Review “Hughie/Krapp’s Last Tape”: Dennehy Double Header Is a Grand Slam!

Goodman Theatre presents

Hughie/Krapp’s Last Tape hughie

Hughie

Written by Eugene O’Neill

Directed by Robert Falls

Krapp’s Last Tape

Written by Samuel Beckett

Directed by Jennifer Tarver

Thru February 28th

Buy Tickets

Loneliness? Immortality? Krapps is a betting game? Or is it Craps? The Goodman Theatre presents Hughie and Krapp’s Last Tape, two (one act) plays. Whatever the reasons for the amalgamation, one truth is undeniable. Brian Dennehy has selected a perfect combination to showcase his range. A one man show, Dennehy transforms from big talking gambler to mumbling old geezer within a couple hours. The first show, Hughie, written by Eugene O’Neill, is a story about Erie grieving the loss of Hughie. Erie is a middle aged man living in a shabby NYC hotel. Hughie was the night clerk. The second show, Krapp’s Last Tape, written by Samuel Beckett, is a tale of an old man reacting to a recording of his younger self from thirty years ago. Dennehy is the common denominator in both. He plays Erie and then he is full of Krapp.

As Erie, it’s the Dennehy expected. It’s Dennehy’s signature role: bragging salesman type. He doesn’t disappointment. His larger than life presence fills the empty hotel lobby. Although Joe Grifasi (new night clerk) is on stage, he’s more of a primary prop in a one man show. With minimal lines and movement, Grifasi’s dead pan expressions to Dennehy’s animated monologue are hilarious. Later as Krapp, it’s the Dennehy we fear on stage and in our homes. Shuffling, mumbling, demented old guy clinging with regret to the past. It is Erie to hear present day Dennehy’s booming voice on a recording that decrepit Dennehy curses. Under the direction of Jennifer Tarver, Dennehy ages well. Sure, he looks like Krapp but his physical interpretation of being really, really, really old is really, really, really funny!

The juxtaposition between the two plays is fascinating. Hughie is fast paced verbal, Krapp’s a slow paced physical piece. Hughie has an intricate set resembling a hotel lobby. Krapp’s dark stage is set with only an overhead light and desk. Hughie has lively street background noises. Krapp’s is so quiet that you easily hear a bottle being uncorked. Hughie’s Dennehy is slick hair, seersucker suit, and fedora. Krapp’s Dennehy is bushy eyebrows, slippers, and vest with bulging pockets of banana peels.
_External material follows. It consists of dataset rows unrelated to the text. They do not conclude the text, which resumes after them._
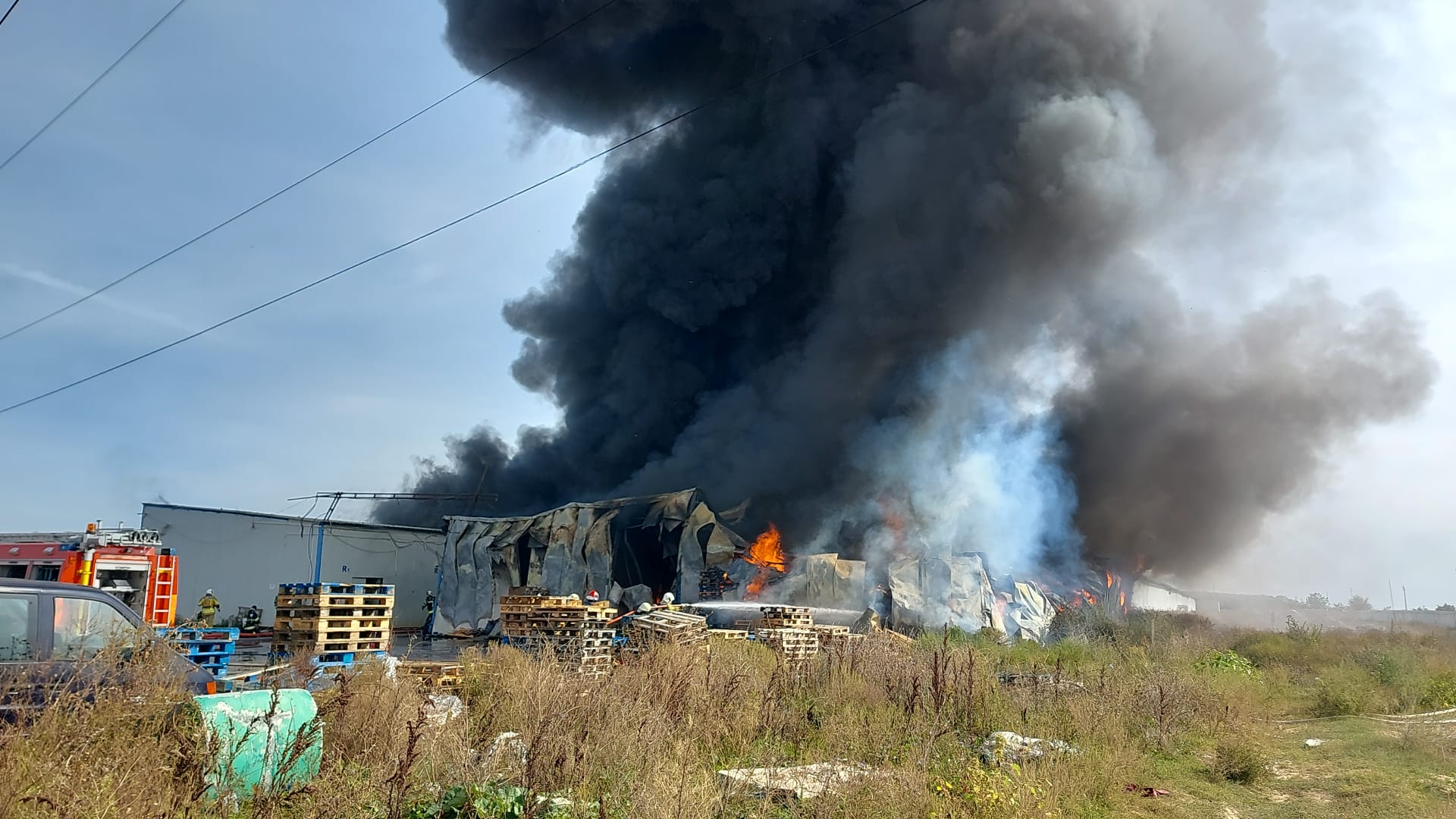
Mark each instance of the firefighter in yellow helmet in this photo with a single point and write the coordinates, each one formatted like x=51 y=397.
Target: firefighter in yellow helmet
x=207 y=608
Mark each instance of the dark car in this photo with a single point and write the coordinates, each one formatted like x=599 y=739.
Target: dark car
x=50 y=630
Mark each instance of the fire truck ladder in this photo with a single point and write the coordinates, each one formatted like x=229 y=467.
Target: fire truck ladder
x=159 y=607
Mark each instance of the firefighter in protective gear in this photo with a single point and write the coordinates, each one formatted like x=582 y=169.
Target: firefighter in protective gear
x=207 y=608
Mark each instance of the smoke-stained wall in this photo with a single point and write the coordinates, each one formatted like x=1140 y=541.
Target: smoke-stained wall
x=929 y=240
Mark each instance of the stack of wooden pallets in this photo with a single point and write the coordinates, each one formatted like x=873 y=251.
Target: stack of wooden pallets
x=836 y=637
x=338 y=621
x=576 y=632
x=728 y=632
x=433 y=673
x=786 y=617
x=661 y=627
x=789 y=632
x=797 y=646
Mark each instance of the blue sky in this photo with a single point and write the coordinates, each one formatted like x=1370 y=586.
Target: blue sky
x=344 y=387
x=224 y=104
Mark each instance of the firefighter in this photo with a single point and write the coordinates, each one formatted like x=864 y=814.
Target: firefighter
x=207 y=608
x=253 y=618
x=430 y=617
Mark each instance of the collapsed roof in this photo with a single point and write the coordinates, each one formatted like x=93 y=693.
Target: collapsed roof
x=612 y=545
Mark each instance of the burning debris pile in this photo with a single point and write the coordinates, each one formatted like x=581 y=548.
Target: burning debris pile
x=941 y=268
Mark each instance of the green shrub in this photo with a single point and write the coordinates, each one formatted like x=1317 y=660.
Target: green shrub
x=485 y=802
x=1302 y=632
x=1239 y=763
x=1439 y=691
x=1343 y=689
x=1228 y=661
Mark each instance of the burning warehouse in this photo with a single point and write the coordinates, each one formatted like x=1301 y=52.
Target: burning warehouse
x=946 y=261
x=635 y=550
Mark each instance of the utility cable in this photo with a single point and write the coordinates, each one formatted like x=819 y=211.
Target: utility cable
x=321 y=169
x=77 y=98
x=8 y=12
x=472 y=215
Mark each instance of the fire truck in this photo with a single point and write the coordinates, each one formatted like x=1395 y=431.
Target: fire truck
x=130 y=564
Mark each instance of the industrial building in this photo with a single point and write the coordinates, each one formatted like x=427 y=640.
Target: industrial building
x=243 y=557
x=1161 y=598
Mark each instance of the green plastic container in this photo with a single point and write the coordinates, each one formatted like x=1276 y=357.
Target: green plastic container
x=261 y=739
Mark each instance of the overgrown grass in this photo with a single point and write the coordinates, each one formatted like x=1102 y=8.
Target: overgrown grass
x=1155 y=701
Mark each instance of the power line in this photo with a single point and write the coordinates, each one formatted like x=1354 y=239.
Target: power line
x=321 y=169
x=72 y=104
x=8 y=12
x=473 y=213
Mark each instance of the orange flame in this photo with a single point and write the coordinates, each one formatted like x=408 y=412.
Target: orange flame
x=767 y=554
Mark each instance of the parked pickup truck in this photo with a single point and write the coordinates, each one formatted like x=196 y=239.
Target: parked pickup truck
x=50 y=630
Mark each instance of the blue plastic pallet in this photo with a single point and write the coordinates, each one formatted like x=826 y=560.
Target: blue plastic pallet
x=199 y=634
x=337 y=659
x=335 y=589
x=204 y=649
x=344 y=659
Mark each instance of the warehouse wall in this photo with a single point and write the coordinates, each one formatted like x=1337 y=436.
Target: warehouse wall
x=245 y=556
x=1159 y=599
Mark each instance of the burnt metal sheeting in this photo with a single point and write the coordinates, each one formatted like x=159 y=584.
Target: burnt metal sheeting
x=601 y=545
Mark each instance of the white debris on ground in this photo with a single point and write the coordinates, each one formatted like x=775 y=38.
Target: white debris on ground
x=443 y=707
x=391 y=665
x=802 y=781
x=1011 y=746
x=506 y=749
2 plays plus 1 man, Hughie/Krapp’s Last Tape starring Brian Dennehy equals entertainment!

My sponsor hosts of the evening had this to say about the production, Michael: circular, Abby: intriguing and loved the night clerk, Rick: fear, loneliness, regret.

WAITING FOR THE SHOW

It was a private dinner reception. All I’ll say is salmon is a risky choice.